"Görüşlerini ya da düşüncelerini açıklamak için, herkesin kendisini paraladığı bir çağda ve bir ülkede; Bay Palomar, herhangi bir şey öne sürmeden önce, dilini üç kez ısırmak alışkanlığını edindi. Dilini üç kez ısırdıktan sonra da, söylemek istediği şeye hala inanıyorsa, söylüyor; inanmıyorsa susuyor. Bu nedenle haftalar ve aylar boyunca suskun kaldığı oluyor."
Bu satırlar, İtalyan Edebiyatının büyük kalemlerinden Italo Calvino'nun, ölümünden üç sene önce yayınladığı Palomar adlı kitabından. Kendini tanıma yolunda ilerleyen, kendi bilgeliğine ulaşmak isteyen Palomar adlı sade bir adamın hikayesini anlatıyor bu kitapta Calvıno.
Palomar, romanda üç kere dilini ısırıyor konuşmadan önce.
***
Sonra şöyle devam ediyor roman:
"Susmaya elverişli fırsatların yokluğu duyulmuyor hiç ama çok seyrek de olsa Bay Palomar'ın, bir şeyi uygun zamanda söylememiş olmanın pişmanlığını duyduğu oluyor..."
alomar'ın
"Bir adam, adım adım bilgeliğe ulaşmak için yürüyüşe çıkıyor... Hala oraya varamadı..." sözleriyle özetlenebilecek bu incelikli, zarif hikayesi, kitapta sürüyor.

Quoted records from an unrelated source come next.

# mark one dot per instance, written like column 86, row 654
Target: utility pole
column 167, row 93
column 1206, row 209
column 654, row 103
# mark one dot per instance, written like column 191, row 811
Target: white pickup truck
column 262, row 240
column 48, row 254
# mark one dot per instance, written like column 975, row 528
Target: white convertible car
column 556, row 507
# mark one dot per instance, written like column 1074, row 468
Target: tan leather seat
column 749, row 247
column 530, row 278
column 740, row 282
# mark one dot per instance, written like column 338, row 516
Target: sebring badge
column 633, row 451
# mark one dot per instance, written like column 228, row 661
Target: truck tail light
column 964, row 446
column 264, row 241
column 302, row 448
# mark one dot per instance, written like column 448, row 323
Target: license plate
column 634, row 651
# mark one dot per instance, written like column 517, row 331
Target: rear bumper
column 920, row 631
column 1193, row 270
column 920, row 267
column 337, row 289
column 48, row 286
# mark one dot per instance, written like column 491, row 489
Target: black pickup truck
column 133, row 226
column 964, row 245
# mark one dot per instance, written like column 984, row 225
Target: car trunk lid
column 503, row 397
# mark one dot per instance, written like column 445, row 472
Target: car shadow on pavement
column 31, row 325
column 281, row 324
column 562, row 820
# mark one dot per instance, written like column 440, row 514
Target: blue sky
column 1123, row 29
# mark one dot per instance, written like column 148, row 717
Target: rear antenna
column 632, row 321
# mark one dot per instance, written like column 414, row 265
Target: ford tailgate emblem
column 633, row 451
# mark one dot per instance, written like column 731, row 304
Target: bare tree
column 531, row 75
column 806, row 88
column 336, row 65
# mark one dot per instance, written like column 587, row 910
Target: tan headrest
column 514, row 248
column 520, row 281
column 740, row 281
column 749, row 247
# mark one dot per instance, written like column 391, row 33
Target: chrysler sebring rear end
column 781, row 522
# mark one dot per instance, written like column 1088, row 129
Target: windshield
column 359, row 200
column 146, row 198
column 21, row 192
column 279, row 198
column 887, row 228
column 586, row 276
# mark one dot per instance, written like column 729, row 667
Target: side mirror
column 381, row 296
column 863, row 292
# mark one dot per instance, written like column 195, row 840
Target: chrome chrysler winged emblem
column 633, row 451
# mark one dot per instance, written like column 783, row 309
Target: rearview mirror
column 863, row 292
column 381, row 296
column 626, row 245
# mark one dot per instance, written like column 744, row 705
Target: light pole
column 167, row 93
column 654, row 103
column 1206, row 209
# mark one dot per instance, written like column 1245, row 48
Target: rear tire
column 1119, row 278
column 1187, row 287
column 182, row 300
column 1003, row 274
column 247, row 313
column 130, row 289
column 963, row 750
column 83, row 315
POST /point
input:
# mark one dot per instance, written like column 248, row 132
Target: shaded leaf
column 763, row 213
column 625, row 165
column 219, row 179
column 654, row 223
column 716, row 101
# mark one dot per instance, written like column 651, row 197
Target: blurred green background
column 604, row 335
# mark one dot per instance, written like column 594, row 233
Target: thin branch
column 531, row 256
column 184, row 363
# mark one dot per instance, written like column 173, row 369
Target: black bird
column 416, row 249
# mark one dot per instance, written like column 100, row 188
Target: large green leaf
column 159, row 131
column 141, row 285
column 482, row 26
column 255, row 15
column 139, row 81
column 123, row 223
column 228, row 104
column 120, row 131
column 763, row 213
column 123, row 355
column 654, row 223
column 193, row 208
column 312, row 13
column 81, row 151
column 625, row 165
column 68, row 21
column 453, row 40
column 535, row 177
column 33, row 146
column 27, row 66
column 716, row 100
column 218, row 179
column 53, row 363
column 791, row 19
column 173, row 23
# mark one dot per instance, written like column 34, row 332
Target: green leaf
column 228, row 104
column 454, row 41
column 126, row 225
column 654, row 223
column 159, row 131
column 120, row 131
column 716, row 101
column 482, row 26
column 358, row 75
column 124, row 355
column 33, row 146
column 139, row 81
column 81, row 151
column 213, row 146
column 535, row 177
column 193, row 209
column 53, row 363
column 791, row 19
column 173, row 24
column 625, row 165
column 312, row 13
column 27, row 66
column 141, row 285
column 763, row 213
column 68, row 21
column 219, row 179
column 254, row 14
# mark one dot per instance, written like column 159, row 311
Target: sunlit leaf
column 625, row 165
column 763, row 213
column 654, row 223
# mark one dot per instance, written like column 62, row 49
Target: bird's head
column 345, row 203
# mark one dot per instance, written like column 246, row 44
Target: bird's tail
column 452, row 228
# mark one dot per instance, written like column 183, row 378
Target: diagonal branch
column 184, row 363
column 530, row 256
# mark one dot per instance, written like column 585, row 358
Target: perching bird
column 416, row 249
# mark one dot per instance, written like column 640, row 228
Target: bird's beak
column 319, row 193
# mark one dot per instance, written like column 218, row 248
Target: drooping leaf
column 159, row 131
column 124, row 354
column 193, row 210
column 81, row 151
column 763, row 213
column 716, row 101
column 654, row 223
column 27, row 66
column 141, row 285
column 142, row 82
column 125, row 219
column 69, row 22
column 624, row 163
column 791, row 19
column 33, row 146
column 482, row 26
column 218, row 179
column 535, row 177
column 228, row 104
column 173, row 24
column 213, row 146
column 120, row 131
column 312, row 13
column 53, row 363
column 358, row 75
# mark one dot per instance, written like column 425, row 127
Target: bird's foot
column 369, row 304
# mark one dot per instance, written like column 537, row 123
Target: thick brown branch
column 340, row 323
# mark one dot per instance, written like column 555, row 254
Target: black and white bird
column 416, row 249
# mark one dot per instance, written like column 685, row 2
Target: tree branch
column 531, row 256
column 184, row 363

Nedense bu roman ve kahramanı, herkesin çok fazla konuştuğu; çok konuşurken üstelik düşünmeden konuştuğu; düşünmeden konuşurken üstelik bilgisizce konuştuğu; bilgisizce konuşurken üstelik
'demogoji' yaptığı; bunu da gerçekleştirirken üstelik karşısındaki insanları
'aptal' yerine koyduğu; bu nedenle
'trajikleşen' günümüz Türkiye manzaralarına çok uyuyor. Televizyon tartışmaları, haber programları, çığlık çığlığa haykırışlar; çok bağıranın kendisini nedense çok haklı hissettiği; fikirlerin bir ifade etme biçimini aşarak, saldırı aracı halini aldığı; darbecilerin demokrat, demokratların darbeci göründüğü; inceliklerin çoktan rafa kaldırıldığı, ruhların iki yüzlüleştiği çarpık gündemin akışında; insanın kendisini boğuluyor gibi hissetmemesi, mümkün değil.
Bu nedenle en iyisi Calvino'nun roman kahramanı Palomar gibi sessizliğe bürünmek. Konuşmadan önce, üç kere dilini ısırması insanın, en güzeli galiba.